Para mim, o melhor autor que trabalha isso é Dennis Cooper, um de meus autores favoritos. Num de seus romances (“Try”), por exemplo, ele narra o encontro de um garoto de 13 anos com um gordo sádico que o droga, estupra, filma, repassa a um cliente, mata, repassa a um necrófilo, a um canibal, e termina enterrando os restos. Os livros de Cooper estão sempre carregados de uma auto-expiação e auto-análise literária, discutindo a romantização da violência e sua distância do real, como um trem-fantasma ou uma montanha russa, em que sabemos que não estamos caindo realmente, em que sentimos prazer com um medo imaginário.

A escola de Cooper vem de um psicopata real, mas que também era um grande escritor – O Marquês de Sade.
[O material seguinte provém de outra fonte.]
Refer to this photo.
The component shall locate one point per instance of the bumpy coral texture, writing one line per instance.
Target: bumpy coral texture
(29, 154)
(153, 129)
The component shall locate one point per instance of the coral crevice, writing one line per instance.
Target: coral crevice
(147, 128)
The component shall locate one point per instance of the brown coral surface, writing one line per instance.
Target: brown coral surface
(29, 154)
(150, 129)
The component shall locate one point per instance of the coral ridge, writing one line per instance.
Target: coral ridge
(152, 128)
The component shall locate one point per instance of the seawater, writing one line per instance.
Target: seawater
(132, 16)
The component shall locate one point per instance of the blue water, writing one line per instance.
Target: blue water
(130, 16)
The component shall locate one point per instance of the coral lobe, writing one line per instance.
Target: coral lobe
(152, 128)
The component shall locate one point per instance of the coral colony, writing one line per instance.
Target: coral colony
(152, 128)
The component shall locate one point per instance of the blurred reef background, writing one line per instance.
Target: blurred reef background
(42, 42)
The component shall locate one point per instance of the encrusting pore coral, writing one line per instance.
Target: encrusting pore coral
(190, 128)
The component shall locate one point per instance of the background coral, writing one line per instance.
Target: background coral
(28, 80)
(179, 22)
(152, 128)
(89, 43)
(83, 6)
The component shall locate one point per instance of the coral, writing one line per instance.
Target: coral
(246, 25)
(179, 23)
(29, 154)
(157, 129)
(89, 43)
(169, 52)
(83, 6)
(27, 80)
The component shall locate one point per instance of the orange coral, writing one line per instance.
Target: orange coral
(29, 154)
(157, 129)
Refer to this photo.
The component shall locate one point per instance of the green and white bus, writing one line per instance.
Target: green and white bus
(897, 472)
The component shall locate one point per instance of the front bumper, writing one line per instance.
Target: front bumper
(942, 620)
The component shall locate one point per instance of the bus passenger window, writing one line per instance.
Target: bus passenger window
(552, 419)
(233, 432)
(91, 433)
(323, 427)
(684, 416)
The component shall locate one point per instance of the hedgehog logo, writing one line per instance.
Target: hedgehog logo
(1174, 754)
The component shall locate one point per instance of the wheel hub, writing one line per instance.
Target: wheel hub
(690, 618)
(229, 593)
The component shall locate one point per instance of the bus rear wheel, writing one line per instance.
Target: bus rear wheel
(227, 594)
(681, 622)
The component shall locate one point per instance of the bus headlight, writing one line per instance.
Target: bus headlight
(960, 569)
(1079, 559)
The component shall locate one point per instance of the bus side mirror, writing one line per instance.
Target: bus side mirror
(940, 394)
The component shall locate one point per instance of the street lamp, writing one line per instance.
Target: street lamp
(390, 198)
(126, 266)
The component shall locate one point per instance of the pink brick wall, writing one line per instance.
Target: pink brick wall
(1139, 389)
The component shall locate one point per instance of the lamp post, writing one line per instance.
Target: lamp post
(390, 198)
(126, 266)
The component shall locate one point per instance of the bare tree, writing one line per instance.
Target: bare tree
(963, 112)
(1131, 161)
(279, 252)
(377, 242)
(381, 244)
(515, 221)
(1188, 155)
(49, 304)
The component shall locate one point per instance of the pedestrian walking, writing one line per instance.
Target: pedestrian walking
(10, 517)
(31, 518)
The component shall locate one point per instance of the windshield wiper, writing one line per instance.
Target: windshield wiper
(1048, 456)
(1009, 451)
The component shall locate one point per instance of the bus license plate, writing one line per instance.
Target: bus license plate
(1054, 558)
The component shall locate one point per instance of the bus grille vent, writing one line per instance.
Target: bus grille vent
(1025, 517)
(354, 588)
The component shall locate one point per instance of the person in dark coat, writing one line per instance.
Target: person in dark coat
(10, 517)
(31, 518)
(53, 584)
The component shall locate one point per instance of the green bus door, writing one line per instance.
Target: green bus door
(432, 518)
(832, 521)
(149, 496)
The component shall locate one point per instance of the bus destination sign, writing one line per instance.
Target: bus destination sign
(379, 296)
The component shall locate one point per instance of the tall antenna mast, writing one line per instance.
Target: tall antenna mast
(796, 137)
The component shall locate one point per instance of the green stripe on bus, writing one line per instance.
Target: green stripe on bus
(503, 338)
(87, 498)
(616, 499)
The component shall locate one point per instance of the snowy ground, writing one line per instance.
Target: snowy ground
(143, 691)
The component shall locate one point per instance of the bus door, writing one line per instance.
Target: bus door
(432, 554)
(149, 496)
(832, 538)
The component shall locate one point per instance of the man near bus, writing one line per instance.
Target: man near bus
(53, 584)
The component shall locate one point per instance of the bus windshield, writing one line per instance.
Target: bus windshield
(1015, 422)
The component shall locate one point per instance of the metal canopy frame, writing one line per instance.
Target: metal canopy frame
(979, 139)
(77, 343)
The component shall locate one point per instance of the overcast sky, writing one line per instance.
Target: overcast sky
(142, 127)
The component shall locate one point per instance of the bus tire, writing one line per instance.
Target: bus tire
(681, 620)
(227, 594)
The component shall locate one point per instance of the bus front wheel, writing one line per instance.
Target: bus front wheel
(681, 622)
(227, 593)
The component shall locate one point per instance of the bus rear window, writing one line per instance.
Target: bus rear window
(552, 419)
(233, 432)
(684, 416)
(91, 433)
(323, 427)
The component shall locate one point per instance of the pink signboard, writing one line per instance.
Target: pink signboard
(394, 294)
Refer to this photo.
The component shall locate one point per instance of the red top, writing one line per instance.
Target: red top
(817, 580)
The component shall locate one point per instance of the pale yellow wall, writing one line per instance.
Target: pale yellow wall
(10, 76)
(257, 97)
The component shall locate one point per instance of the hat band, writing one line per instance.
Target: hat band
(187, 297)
Seu “120 Dias de Sodoma” será a referência eterna do gênero (e dificilmente será superado em violência, visto que é praticamente um manual de formas de tortura). Outro clássico do gênero, bem mais lírico, é o Conde de Lautréamont (e seu “Os Cantos de Maldoror”), epítome do Romantismo francês.

Cooper é assumidamente filhote deles. E há alguns anos eu traduzi uma entrevista dele aqui no blog em que ele fala especificamente dessas raízes da literatura snuff:

Quando eu tinha 15 anos eu comecei a escrever como uma forma de arte. Foi quando eu li pela primeira vez Rimbaud e Sade. E pensei “Oh, Deus! Pode-se escrever sobre isso!” Minhas fantasias foram justificadas pelo Sade. Não dá para ser mais extremo do que ele. Mas tudo o que eu escrevia como adolescente era lixo.

Eu tentei imitar 120 Dias de Sodoma, e escrevi esse romance extremo de 800 páginas. Era sobre uma festa na escola onde meus amigos e eu fizemos todos esses carinhas bonitinhos virem, então os prendemos e torturamos e matamos. Era uma coisa bem longa, totalmente horrível e ridícula.


Pois bem, o crítico soberbo diria que Hugo Guimarães é um Sade ou Cooper wannabe, porque sempre precisa relacionar o novo autor a algo já conhecido (isso é, se esse crítico conhecer Dennis Cooper), mas conversando um pouco com Hugo já vemos que suas influências vêm mais do punk rock, homocore, e dos filmes de terror extremo (que atualmente chamam de “torture porn”, como o “Cannibal Holocaust”, “The Hills Have Eyes” e, mais recentemente, “O Albergue”); além de sua própria vida, é claro.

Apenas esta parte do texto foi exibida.